Cet après-midi, John a pris quelques heures pour lire Vingt mille lieues sous les mers  de Jules Verne. Il tourne les pages à toute vitesse, pris dans cette histoire incroyable qui le laisse rêveur. Le capitaine Nemo est un génie. Cet homme mystérieux qui vit dans le Nautilus, loin de la société des hommes, le fascine. Aronnax et ses compagnons ont échoué dans la bouche du monstre, comme Jonas dans le ventre de la baleine, et sont prisonniers du sombre capitaine. Que va-t-il se passer ensuite ? John n’a jamais aimé lire. Et pourtant, ce livre-là déclenche en lui une vague d’émotions. « C’est un livre pour les futurs ingénieurs ! » lui avait dit sa mère en lui tendant le livre. John était suspicieux. Était-ce un prétexte pour le forcer à lire ? Sa mère essaye toujours de l’entourlouper. « Lire, c’est important, même pour les matheux ! Les chiffres ne sont rien sans les mots et les idées ! » s’était-elle exaspérée à la vue de ses mauvaises notes en littérature. Mais jamais le professeur ne leur conseille de pareils livres. C’est toujours des histoires d’amour, des portraits à rallonge, des paysages qui s’étendent sur des pages et des pages, et les livres lui tombent des mains. Mais aujourd’hui, John est plongé dans ce pavé et il a oublié le beau temps autour de lui. Vingt mille lieues sous les mers est certainement la plus belle œuvre qu’il ait lue. Maintenant, il en est certain, il veut devenir un ingénieur…

 

 « La mer est le vaste réservoir de la nature. C’est par la mer que le globe a pour ainsi dire commencé, et qui sait s’il ne finira pas par elle ! Là est la suprême tranquillité. La mer n’appartient pas aux despotes. À sa surface, ils peuvent encore exercer des droits iniques, s’y battre, s’y dévorer, y transporter toutes les horreurs terrestres.
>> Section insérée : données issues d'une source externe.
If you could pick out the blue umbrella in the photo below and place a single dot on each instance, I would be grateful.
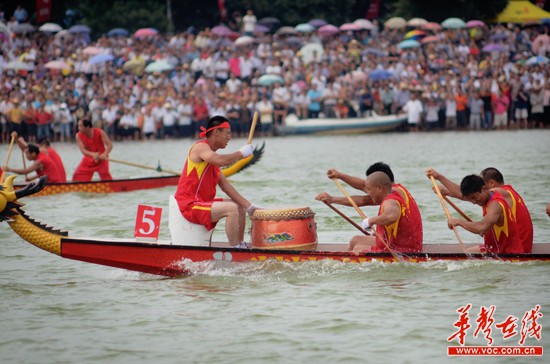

Mais à trente pieds au-dessous de son niveau, leur pouvoir cesse, leur influence s’éteint, leur puissance disparaît ! Ah ! Monsieur, vivez, vivez au sein des mers ! Là seulement est l’indépendance ! Là, je ne reconnais plus de maîtres ! Là, je suis libre ! » explique le capitaine Nemo à Pierre Aronnax. John est émerveillé, il n’aurait jamais pensé qu’un univers existait sous la mer, un monde vivant, un monde tranquille loin des soucis de la terre, de la haine de l’homme, des guerres et des tyrans. Explorateur ? Peut-être pas. Il ne veut pas devenir un explorateur, mais bien un ingénieur. John veut comprendre la mer, mais aussi le ciel et la terre. John veut inventer, créer, déployer ses talents mathématiques au service de la science. L’ingénieur n’est pas un génie, mais il est ingénieux. Il comprend, résout, calcule, découvre, et fait des centaines d’autres choses. Décidément, l’ingénieur est un mélange entre le capitaine Nemo et Aronnax. Sa mère avait raison, c’est un livre parfait pour lui.

 

 « John ! le dîner est servi ! » l’appelle sa mère. Il n’a pas fini. Il terminera son roman cette nuit, bien au chaud sous ses draps. Peu importe si la nuit est courte. John est toujours en forme pour les mathématiques. Demain à l’école, il racontera cette incroyable histoire à ses camarades. Il pourra même dire à son professeur de littérature qu’il a lu un livre en entier, et qu’il a aimé ça.